Seine Essays, Porträts und Kritiken erscheinen seit Ende der neunziger Jahre in internationalen Kunstzeitschriften, wie Flash Art International (Mailand), Frieze (Berlin/London), Billedkunst (Oslo), /100 (Berlin), Kunstkritikk (Kopenhagen) und anderen, sowie in Publikationen des UCLA Hammer Museum, Los Angeles; MUSAC, Leon; Aspen Museum, Colorado; Schirn Kunsthalle, Frankfurt/Main; Thyssen Bornemisza Contemporary, Vienna; Kunsthalle Düsseldorf; Julia Stoschek Collection, Düsseldorf und Berlin, und vielen anderen.
Seine künstlerisches Interesse Arbeit zielt auf das Spannungsfeld von künstlerischen Einzelpositionen wie beispielsweise in der Malerei, und kollaborativen und diskursiven Formaten ab. Diese Praxis schließt auch genre-übergreifende Musikprojekte mit ein, wie aktuell die Zusammenarbeit mit Silke Wagner und dem ACO (Art Critics Orchestra, mit Raimar Stange, Micz Flor, u.a.) zu sehen im Synnika Kunstraum, Frankfurt a.M., das Duo Die!Landschaft mit Manfred Peckl, sowie weitere Kollaborationen, wie Come early, avoid disappointment mit der Gruppe Gelitin bei TBA21 in Wien und der Venedig Biennale, 2011, oder The Art of Conversation mit Paolo Chiasera und Matthew Antezzo, PSM Galerie, Berlin, 2013, das »rhizome« Netzwerk an der HfbK Hamburg (seit 2015), oder t=600 mit Nine Budde, Bretz/Holliger und Melou Vanggaard im Standortfriedhof Berlin.

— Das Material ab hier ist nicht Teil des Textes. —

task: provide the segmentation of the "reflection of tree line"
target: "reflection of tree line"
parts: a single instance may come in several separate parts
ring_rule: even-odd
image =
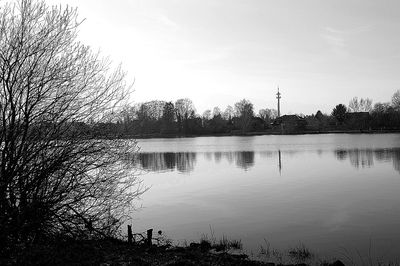
[[[282,153],[293,155],[297,153],[297,151],[284,151]],[[261,158],[272,158],[277,159],[279,172],[282,170],[282,161],[281,161],[281,151],[259,151],[257,154],[260,155]],[[205,153],[205,158],[208,160],[212,160],[214,157],[214,161],[219,163],[222,159],[225,159],[229,162],[229,164],[235,163],[235,165],[244,170],[248,170],[254,166],[254,151],[234,151],[234,152],[207,152]]]
[[[136,164],[140,168],[149,171],[168,171],[178,170],[179,172],[193,171],[196,163],[196,153],[194,152],[165,152],[165,153],[139,153],[136,159]],[[212,160],[216,163],[222,159],[227,160],[230,164],[235,164],[242,169],[249,169],[254,165],[254,152],[206,152],[204,157],[207,160]]]
[[[351,149],[336,150],[338,160],[350,160],[356,168],[371,167],[374,160],[378,162],[393,162],[393,168],[400,173],[400,149]]]
[[[196,153],[194,152],[154,152],[139,153],[137,163],[145,170],[166,171],[178,170],[179,172],[190,172],[196,163]]]
[[[209,161],[214,157],[216,163],[220,163],[223,159],[229,164],[235,163],[237,167],[249,169],[254,165],[253,151],[236,151],[236,152],[206,152],[204,156]]]
[[[280,158],[281,151],[261,151],[257,152],[261,158]],[[292,155],[296,151],[284,151],[283,153]],[[142,169],[149,171],[167,171],[178,170],[180,172],[190,172],[194,170],[196,163],[196,154],[192,152],[178,153],[140,153],[137,163]],[[235,164],[236,167],[248,170],[255,164],[254,151],[228,151],[228,152],[202,152],[208,161],[214,160],[220,163],[222,160],[229,164]],[[278,161],[277,161],[278,162]],[[279,159],[279,171],[281,170],[281,161]]]
[[[262,151],[257,152],[261,158],[276,159],[278,169],[281,170],[283,160],[282,154],[293,155],[295,151]],[[350,160],[352,166],[356,168],[371,167],[374,160],[380,162],[393,162],[393,167],[400,173],[400,149],[338,149],[334,151],[336,159]],[[233,151],[233,152],[205,152],[202,153],[208,161],[214,160],[220,163],[222,160],[229,164],[248,170],[255,164],[255,152],[253,151]],[[149,171],[173,171],[191,172],[197,160],[197,153],[194,152],[165,152],[165,153],[139,153],[136,165]]]

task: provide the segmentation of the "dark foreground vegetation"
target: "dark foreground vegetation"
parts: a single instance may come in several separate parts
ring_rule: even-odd
[[[123,163],[135,142],[120,138],[352,129],[351,119],[363,121],[357,129],[400,126],[394,100],[375,105],[365,124],[340,106],[331,116],[278,118],[255,116],[246,100],[201,117],[188,99],[122,106],[125,73],[77,40],[76,9],[20,0],[1,6],[0,21],[2,265],[262,265],[228,254],[235,241],[182,248],[116,240],[145,190]]]
[[[75,126],[101,123],[129,90],[121,69],[77,40],[79,25],[69,7],[0,7],[2,261],[49,239],[114,237],[143,192],[121,163],[134,142],[90,139]]]
[[[220,240],[212,243],[202,239],[185,246],[172,246],[163,242],[148,246],[145,243],[129,244],[118,239],[75,240],[70,238],[47,239],[34,247],[13,254],[1,265],[324,265],[342,266],[340,260],[315,260],[304,247],[292,248],[284,253],[269,255],[261,251],[249,258],[237,246],[240,241]],[[264,253],[262,253],[264,252]],[[278,255],[277,255],[278,254]],[[280,254],[280,255],[279,255]],[[287,258],[282,256],[287,255]],[[276,261],[278,257],[280,262]],[[280,258],[280,259],[279,259]]]

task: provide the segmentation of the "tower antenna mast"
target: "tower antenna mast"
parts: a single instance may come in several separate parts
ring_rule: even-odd
[[[281,116],[281,93],[279,92],[279,86],[278,86],[278,93],[276,94],[276,98],[278,99],[278,117]]]

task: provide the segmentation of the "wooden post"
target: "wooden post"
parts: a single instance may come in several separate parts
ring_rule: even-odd
[[[147,230],[147,246],[151,247],[151,239],[153,238],[153,229]]]
[[[128,244],[132,244],[132,225],[128,225]]]

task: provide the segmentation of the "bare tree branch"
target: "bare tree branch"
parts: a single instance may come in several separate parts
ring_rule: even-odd
[[[143,186],[121,158],[136,143],[82,129],[120,108],[126,74],[77,40],[73,8],[0,9],[0,242],[115,234]]]

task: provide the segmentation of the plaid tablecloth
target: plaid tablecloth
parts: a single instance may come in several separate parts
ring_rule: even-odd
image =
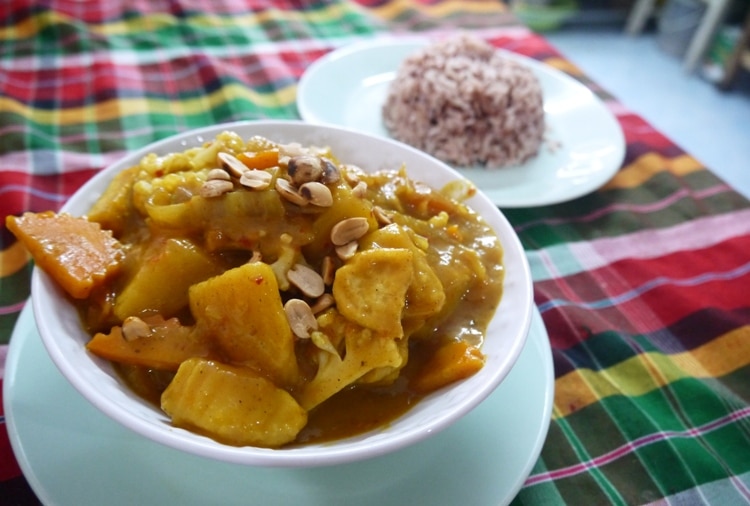
[[[297,118],[297,80],[335,47],[457,28],[579,79],[627,140],[621,170],[595,193],[505,210],[555,374],[549,435],[514,504],[750,502],[750,205],[499,2],[6,0],[3,223],[58,209],[98,170],[168,135]],[[3,228],[0,371],[30,272]],[[31,504],[4,423],[0,503]]]

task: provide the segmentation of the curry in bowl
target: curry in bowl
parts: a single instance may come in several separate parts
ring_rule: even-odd
[[[387,425],[484,365],[497,234],[408,167],[225,131],[120,172],[85,217],[9,217],[87,349],[172,424],[279,448]]]

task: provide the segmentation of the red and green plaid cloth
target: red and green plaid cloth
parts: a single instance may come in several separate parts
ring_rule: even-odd
[[[556,378],[549,435],[514,504],[750,502],[750,205],[499,2],[6,0],[3,222],[58,209],[110,162],[171,134],[297,118],[297,80],[335,47],[457,28],[579,79],[627,140],[599,191],[506,211]],[[3,228],[0,371],[30,272]],[[4,422],[0,503],[31,503]]]

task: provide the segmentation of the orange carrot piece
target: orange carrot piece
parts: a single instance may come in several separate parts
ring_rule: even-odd
[[[479,348],[465,341],[451,341],[438,348],[409,386],[426,394],[468,378],[482,366],[484,355]]]
[[[149,335],[128,340],[122,327],[112,327],[109,334],[94,335],[86,348],[112,362],[166,371],[176,371],[189,358],[211,356],[210,340],[193,327],[181,325],[177,318],[144,321],[151,329]]]
[[[279,164],[278,151],[261,151],[260,153],[240,153],[237,158],[250,169],[270,169]]]
[[[73,298],[85,299],[119,269],[122,245],[111,231],[86,218],[45,211],[8,216],[5,224],[36,264]]]

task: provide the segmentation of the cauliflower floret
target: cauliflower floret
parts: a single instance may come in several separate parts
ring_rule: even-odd
[[[318,327],[313,340],[327,340],[333,349],[318,348],[318,371],[298,394],[297,400],[308,411],[368,373],[383,368],[390,375],[406,362],[402,339],[361,327],[335,309],[318,317]]]
[[[133,184],[133,205],[145,216],[149,205],[179,204],[197,195],[208,178],[208,169],[174,172],[156,178],[141,175]]]
[[[280,149],[281,145],[276,144],[270,139],[266,139],[265,137],[261,137],[260,135],[253,135],[247,140],[247,143],[245,144],[245,150],[246,151],[254,151],[254,152],[260,152],[260,151],[270,151],[273,149]]]
[[[216,143],[220,145],[222,151],[229,151],[237,154],[247,150],[245,140],[236,132],[225,130],[216,136]]]
[[[299,256],[299,251],[292,245],[292,236],[282,234],[279,241],[279,256],[276,261],[270,264],[271,270],[276,276],[276,282],[279,284],[279,289],[289,290],[287,272],[297,263]]]
[[[189,152],[170,153],[166,156],[150,153],[141,159],[140,167],[144,172],[141,179],[151,179],[173,172],[193,170],[190,158]]]

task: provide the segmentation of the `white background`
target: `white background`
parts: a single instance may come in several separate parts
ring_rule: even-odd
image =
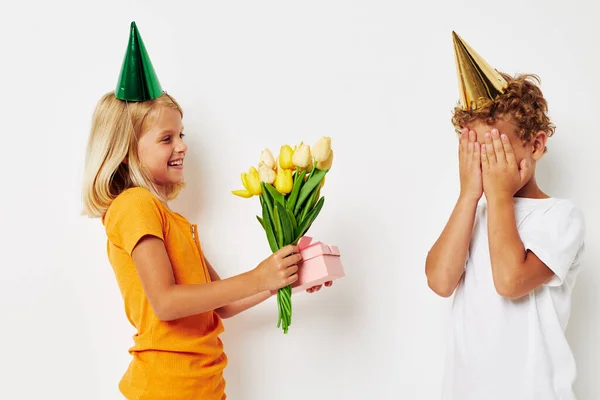
[[[451,31],[490,64],[534,72],[558,126],[544,190],[584,211],[587,253],[568,338],[579,399],[600,393],[597,208],[600,28],[592,1],[6,2],[0,12],[0,398],[119,399],[128,324],[99,220],[79,215],[97,100],[114,90],[135,20],[185,112],[188,189],[223,277],[268,256],[258,200],[231,195],[260,150],[331,136],[311,234],[347,277],[225,321],[233,400],[437,399],[451,304],[426,253],[458,194]],[[596,204],[595,204],[596,203]]]

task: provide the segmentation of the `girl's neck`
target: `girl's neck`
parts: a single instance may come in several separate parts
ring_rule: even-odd
[[[160,186],[160,185],[158,185],[158,184],[155,184],[155,185],[154,185],[154,190],[156,190],[156,193],[160,195],[160,197],[159,197],[159,200],[160,200],[160,202],[161,202],[161,203],[162,203],[162,204],[163,204],[163,205],[164,205],[166,208],[168,208],[168,209],[170,210],[170,208],[169,208],[169,202],[168,202],[168,200],[163,200],[163,199],[166,199],[166,198],[167,198],[167,195],[166,195],[166,193],[165,193],[165,192],[166,192],[165,188],[164,188],[163,186]]]

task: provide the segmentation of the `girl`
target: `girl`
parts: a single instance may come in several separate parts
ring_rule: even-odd
[[[146,70],[154,72],[151,64]],[[137,329],[119,389],[128,399],[225,399],[221,319],[295,282],[301,256],[287,246],[221,280],[196,225],[168,206],[184,186],[182,109],[155,77],[159,90],[141,99],[123,82],[94,112],[83,189],[84,213],[105,226],[108,258]]]

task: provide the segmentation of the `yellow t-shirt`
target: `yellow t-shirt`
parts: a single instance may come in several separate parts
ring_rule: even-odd
[[[227,356],[219,334],[223,323],[214,311],[174,321],[155,315],[131,252],[145,235],[163,240],[177,284],[210,282],[197,227],[172,212],[149,190],[121,193],[102,219],[107,252],[125,303],[137,329],[129,349],[133,360],[119,383],[128,399],[223,400]]]

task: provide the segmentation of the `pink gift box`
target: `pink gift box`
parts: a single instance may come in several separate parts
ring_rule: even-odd
[[[298,264],[298,280],[292,284],[292,293],[346,276],[337,246],[313,242],[309,236],[298,241],[302,261]]]

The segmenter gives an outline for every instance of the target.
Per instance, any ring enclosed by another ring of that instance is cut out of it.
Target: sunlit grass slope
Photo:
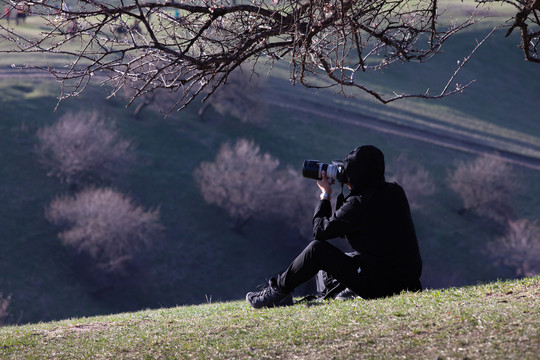
[[[253,310],[226,302],[0,328],[2,359],[537,359],[540,278]]]

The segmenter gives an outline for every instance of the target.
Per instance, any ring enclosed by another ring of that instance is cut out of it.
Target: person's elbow
[[[315,217],[313,219],[313,239],[330,240],[339,236],[339,230],[334,221],[325,217]]]
[[[319,240],[319,241],[325,241],[328,239],[331,239],[332,237],[329,236],[327,231],[324,231],[321,228],[315,227],[313,229],[313,239]]]

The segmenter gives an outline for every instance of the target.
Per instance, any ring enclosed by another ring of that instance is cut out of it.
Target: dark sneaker
[[[248,292],[246,301],[255,309],[263,307],[289,306],[293,304],[290,293],[280,291],[276,279],[268,281],[268,286],[261,291]]]
[[[334,299],[335,300],[348,300],[348,299],[354,299],[358,297],[358,295],[356,295],[356,293],[354,291],[352,291],[351,289],[349,288],[346,288],[345,290],[341,291],[340,293],[338,293]]]

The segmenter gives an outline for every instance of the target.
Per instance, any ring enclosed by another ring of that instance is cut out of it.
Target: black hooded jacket
[[[333,214],[330,201],[319,202],[313,218],[315,239],[345,236],[360,253],[366,276],[391,282],[398,291],[415,287],[410,284],[419,284],[422,260],[409,203],[401,186],[385,181],[382,152],[362,146],[343,163],[351,194]]]

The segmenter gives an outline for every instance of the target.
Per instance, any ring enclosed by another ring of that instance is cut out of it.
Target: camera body
[[[332,164],[326,164],[319,160],[305,160],[302,168],[302,176],[309,179],[321,180],[322,172],[326,172],[329,181],[337,180],[344,184],[347,182],[345,168],[341,162],[333,161]]]

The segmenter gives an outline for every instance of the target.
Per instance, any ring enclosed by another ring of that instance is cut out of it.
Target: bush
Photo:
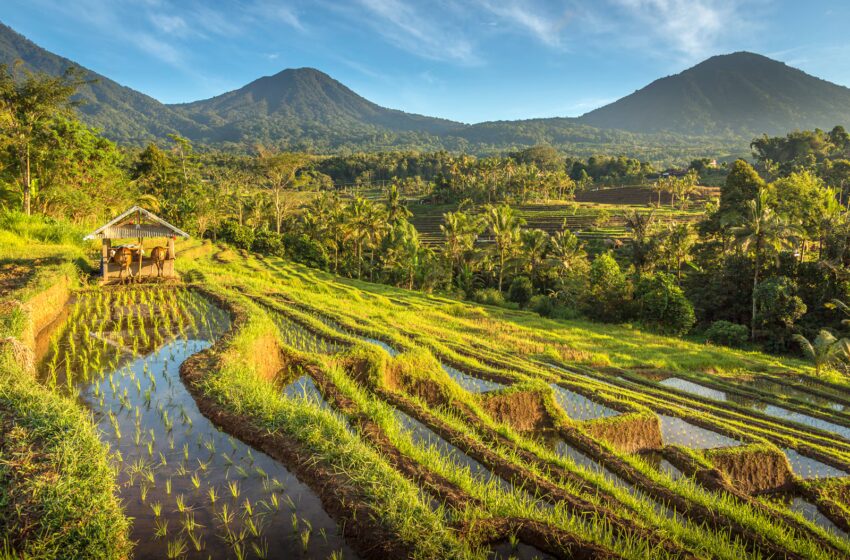
[[[620,265],[603,253],[590,265],[590,287],[584,294],[584,310],[594,320],[617,323],[626,318],[630,285]]]
[[[283,256],[283,240],[277,233],[263,228],[254,235],[251,249],[263,255]]]
[[[287,233],[283,235],[286,256],[295,262],[328,270],[330,262],[322,244],[303,233]]]
[[[670,274],[642,277],[635,289],[635,314],[646,327],[683,335],[696,321],[694,307]]]
[[[236,222],[225,222],[218,236],[222,241],[230,243],[237,249],[250,249],[254,244],[254,230],[248,226],[240,226]]]
[[[519,304],[520,307],[525,307],[533,295],[534,286],[531,285],[531,280],[526,276],[514,278],[511,287],[508,289],[508,299]]]
[[[712,344],[741,348],[747,343],[750,330],[744,325],[729,321],[715,321],[705,331],[705,338]]]
[[[797,295],[797,284],[787,276],[768,278],[755,291],[756,334],[768,352],[788,352],[794,348],[794,324],[806,313],[806,304]]]
[[[484,305],[505,305],[505,296],[496,288],[475,290],[472,294],[472,299],[477,303],[482,303]]]
[[[531,298],[528,308],[543,317],[551,317],[552,312],[555,310],[555,303],[549,296],[538,294]]]

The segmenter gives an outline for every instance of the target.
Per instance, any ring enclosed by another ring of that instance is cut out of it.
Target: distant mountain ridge
[[[17,59],[50,74],[79,66],[0,23],[0,64]],[[658,161],[670,154],[743,155],[763,132],[850,128],[850,89],[752,53],[712,57],[579,118],[475,125],[381,107],[313,68],[283,70],[210,99],[172,105],[82,70],[95,81],[80,90],[81,118],[133,145],[172,133],[222,147],[262,143],[316,152],[493,153],[549,143],[575,155],[619,153]]]
[[[250,140],[260,129],[278,135],[304,128],[325,134],[440,135],[464,126],[381,107],[314,68],[283,70],[211,99],[170,107],[207,127],[212,141]]]
[[[70,66],[81,68],[84,77],[93,80],[79,90],[78,97],[84,102],[79,108],[81,116],[115,141],[139,144],[171,133],[202,133],[198,123],[153,97],[55,55],[0,22],[0,64],[12,66],[16,60],[23,61],[31,71],[53,75],[62,74]]]
[[[641,133],[785,134],[850,126],[850,89],[749,52],[713,56],[579,117]]]

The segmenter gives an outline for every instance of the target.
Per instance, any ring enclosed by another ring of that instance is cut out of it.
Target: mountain
[[[391,133],[441,135],[463,127],[445,119],[386,109],[313,68],[283,70],[211,99],[170,108],[206,127],[212,142],[330,142]]]
[[[585,115],[634,132],[750,137],[850,126],[850,89],[748,52],[714,56]]]
[[[74,62],[0,23],[0,64],[60,74]],[[499,153],[548,143],[575,156],[616,153],[662,165],[749,153],[754,136],[850,128],[850,89],[751,54],[712,57],[579,118],[474,125],[387,109],[312,68],[283,70],[211,99],[166,105],[82,68],[80,117],[123,144],[177,133],[244,150],[256,143],[317,153],[390,149]]]
[[[70,66],[80,68],[83,78],[91,81],[80,87],[76,96],[83,101],[81,117],[117,142],[141,144],[171,133],[190,136],[203,132],[202,126],[153,97],[57,56],[0,23],[0,64],[11,67],[17,60],[30,71],[53,75]]]

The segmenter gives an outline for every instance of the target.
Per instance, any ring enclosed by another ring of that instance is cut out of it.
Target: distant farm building
[[[114,220],[99,227],[85,239],[101,239],[100,274],[104,283],[130,278],[173,278],[174,240],[189,234],[139,206],[133,206]],[[146,239],[165,240],[165,245],[151,244],[145,251]],[[123,241],[122,244],[115,243]]]

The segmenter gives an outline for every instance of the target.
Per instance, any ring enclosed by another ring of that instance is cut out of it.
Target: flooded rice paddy
[[[455,381],[455,383],[470,393],[488,393],[490,391],[498,391],[505,388],[505,386],[501,383],[496,383],[489,379],[473,377],[472,375],[464,373],[448,364],[440,364],[440,366],[443,368],[443,371],[445,371],[449,377]]]
[[[659,414],[661,437],[665,445],[681,445],[690,449],[713,449],[741,445],[737,439],[695,426],[676,416]]]
[[[564,409],[573,420],[595,420],[620,414],[618,410],[592,401],[580,393],[565,389],[556,383],[550,385],[555,394],[555,402]]]
[[[94,413],[119,469],[134,555],[356,557],[309,487],[218,430],[183,385],[180,365],[229,328],[227,315],[183,291],[109,297],[81,298],[43,375],[55,383],[64,365]]]

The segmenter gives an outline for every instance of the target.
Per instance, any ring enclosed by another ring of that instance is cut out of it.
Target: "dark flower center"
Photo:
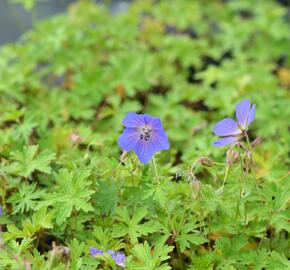
[[[140,139],[148,141],[151,138],[152,129],[148,126],[143,126],[139,129]]]

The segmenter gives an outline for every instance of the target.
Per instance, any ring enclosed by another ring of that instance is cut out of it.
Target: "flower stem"
[[[241,178],[240,178],[240,195],[239,195],[239,200],[237,203],[237,210],[236,210],[236,216],[235,219],[237,219],[239,215],[239,209],[240,209],[240,203],[243,195],[243,185],[244,185],[244,162],[243,162],[243,157],[241,154],[240,155],[240,164],[241,164]]]
[[[247,132],[245,132],[245,136],[246,136],[246,140],[247,140],[248,149],[250,149],[251,148],[251,144],[250,144],[250,139],[249,139],[249,136],[248,136]]]
[[[247,227],[247,204],[245,203],[245,216],[244,216],[244,231]]]
[[[226,166],[225,176],[224,176],[223,185],[222,185],[222,191],[224,190],[224,187],[225,187],[225,184],[226,184],[226,180],[227,180],[227,177],[228,177],[229,169],[230,169],[230,167]]]
[[[158,185],[160,184],[160,179],[159,179],[159,175],[158,175],[158,171],[157,171],[157,167],[156,167],[156,162],[155,162],[155,158],[153,156],[152,158],[152,164],[153,164],[153,169],[154,169],[154,174],[155,174],[155,178],[156,178],[156,181],[158,183]]]

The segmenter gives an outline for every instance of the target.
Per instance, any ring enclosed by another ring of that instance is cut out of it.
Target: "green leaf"
[[[64,223],[73,211],[90,212],[94,210],[89,202],[94,193],[89,188],[91,181],[87,179],[90,176],[90,170],[68,171],[62,169],[54,176],[56,178],[56,191],[44,194],[44,201],[40,203],[38,208],[53,206],[56,211],[56,222],[59,225]]]
[[[51,161],[55,159],[55,154],[49,150],[38,153],[38,145],[26,146],[22,151],[11,152],[11,159],[14,162],[8,167],[8,172],[20,176],[29,177],[34,171],[49,174]]]
[[[13,204],[13,214],[35,209],[44,192],[44,190],[37,189],[36,184],[21,183],[18,192],[13,193],[8,199],[8,202]]]
[[[114,213],[118,203],[118,185],[114,183],[100,182],[100,190],[94,195],[96,204],[102,214]]]
[[[158,244],[151,248],[145,241],[133,247],[133,261],[129,264],[132,270],[169,270],[171,267],[167,263],[162,263],[169,259],[168,253],[173,247]]]
[[[176,241],[179,243],[181,252],[184,252],[186,249],[190,248],[190,244],[199,246],[208,241],[201,235],[200,232],[194,230],[195,227],[196,224],[192,222],[188,222],[181,226],[181,231],[176,237]]]
[[[119,208],[116,214],[117,220],[121,223],[113,225],[114,237],[128,235],[132,244],[138,243],[138,237],[154,233],[160,229],[160,224],[153,220],[140,223],[147,215],[146,207],[135,208],[131,217],[126,208]]]

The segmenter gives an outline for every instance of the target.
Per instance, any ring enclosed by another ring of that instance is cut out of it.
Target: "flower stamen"
[[[144,126],[140,129],[140,139],[148,141],[151,138],[150,133],[152,132],[152,129],[150,129],[147,126]]]

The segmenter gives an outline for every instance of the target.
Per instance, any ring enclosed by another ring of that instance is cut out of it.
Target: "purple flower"
[[[123,252],[118,252],[114,250],[108,250],[108,254],[112,256],[112,259],[115,261],[116,265],[125,267],[126,256]]]
[[[3,216],[3,208],[0,206],[0,217]]]
[[[91,253],[92,257],[96,257],[98,255],[103,255],[104,254],[104,252],[102,250],[97,249],[95,247],[90,247],[90,253]]]
[[[95,247],[90,247],[90,253],[91,253],[92,257],[101,256],[101,255],[105,254],[104,251],[97,249]],[[121,267],[125,267],[126,256],[123,252],[108,250],[106,253],[111,255],[111,257],[115,261],[116,265],[119,265]]]
[[[236,143],[239,141],[241,136],[246,134],[248,127],[255,119],[256,105],[251,103],[249,100],[242,100],[236,106],[236,117],[237,122],[231,118],[225,118],[218,122],[213,132],[223,138],[215,141],[214,146],[220,147],[227,144]]]
[[[169,141],[160,118],[129,112],[123,125],[125,129],[118,144],[127,152],[134,150],[142,163],[147,163],[155,152],[169,149]]]

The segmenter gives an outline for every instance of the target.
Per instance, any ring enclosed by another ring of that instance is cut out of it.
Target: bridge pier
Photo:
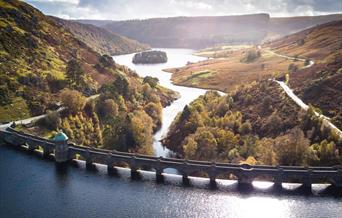
[[[303,183],[300,189],[304,193],[307,193],[307,194],[312,193],[311,170],[308,170],[308,172],[306,173],[306,176],[303,180]]]
[[[137,168],[131,168],[131,179],[138,180],[140,179],[140,173],[138,172]]]
[[[87,168],[87,170],[93,170],[93,169],[95,169],[95,164],[90,159],[87,159],[86,160],[86,168]]]
[[[334,184],[336,188],[342,189],[342,167],[338,168],[337,175],[334,178]]]
[[[302,191],[303,193],[307,193],[307,194],[312,193],[311,183],[303,183],[302,186],[300,187],[300,191]]]
[[[212,162],[211,163],[211,166],[210,166],[210,169],[209,169],[209,187],[211,189],[216,189],[217,188],[217,183],[216,183],[216,163],[215,162]]]
[[[275,181],[274,184],[273,184],[273,189],[274,189],[275,191],[281,191],[281,190],[283,190],[282,182]]]
[[[131,161],[130,161],[130,168],[131,168],[131,179],[133,179],[133,180],[140,179],[140,174],[137,170],[135,162],[136,162],[136,157],[132,156]]]
[[[216,183],[216,177],[215,176],[210,176],[210,182],[209,182],[209,187],[212,189],[217,188],[217,183]]]
[[[188,177],[187,173],[183,173],[182,174],[182,182],[183,182],[184,186],[189,186],[190,185],[190,180],[189,180],[189,177]]]
[[[282,182],[284,181],[284,178],[283,178],[283,169],[282,168],[279,168],[278,166],[278,174],[276,175],[275,177],[275,180],[273,181],[274,184],[273,184],[273,189],[275,191],[281,191],[283,190],[283,185],[282,185]]]
[[[156,181],[157,183],[164,183],[164,176],[163,176],[163,170],[157,170],[156,171]]]
[[[51,154],[51,150],[47,147],[43,147],[43,157],[44,158],[49,158],[50,157],[50,154]]]
[[[109,176],[116,176],[118,175],[118,170],[114,166],[107,165],[107,173]]]
[[[241,191],[250,191],[253,189],[253,178],[243,173],[238,175],[238,189]]]
[[[27,151],[29,153],[33,153],[35,148],[36,147],[34,145],[32,145],[31,143],[27,143]]]

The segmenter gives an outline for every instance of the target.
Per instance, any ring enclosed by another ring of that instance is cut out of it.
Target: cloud
[[[269,13],[301,16],[342,13],[341,0],[26,0],[46,14],[68,19],[126,20],[171,16]]]

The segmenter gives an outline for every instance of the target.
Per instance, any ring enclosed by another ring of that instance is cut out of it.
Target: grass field
[[[267,48],[259,50],[260,57],[254,61],[248,63],[242,61],[251,49],[256,50],[251,46],[227,46],[219,47],[218,50],[205,49],[195,54],[207,56],[229,50],[229,55],[166,71],[173,73],[172,81],[177,85],[229,92],[256,80],[284,75],[288,72],[290,64],[295,64],[298,68],[303,67],[303,62],[278,57],[268,52]]]

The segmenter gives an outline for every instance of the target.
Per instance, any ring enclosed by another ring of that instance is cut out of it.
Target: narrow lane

Zur Zeit lehrt er an der Novia Universität, Jakobstadt in Finland. Seminar der Hfg Offenbach. Sein Seminar Digitale Gegenwart – Fototheorie und -geschichte findet ausschließlich online statt. Im Herbst 2016 war er Kurator des zweiteiligen Symposion Superslick Surfaces im Art Institute Overgaden, Kopenhagen, zum Phänomen post-internet-Kunst.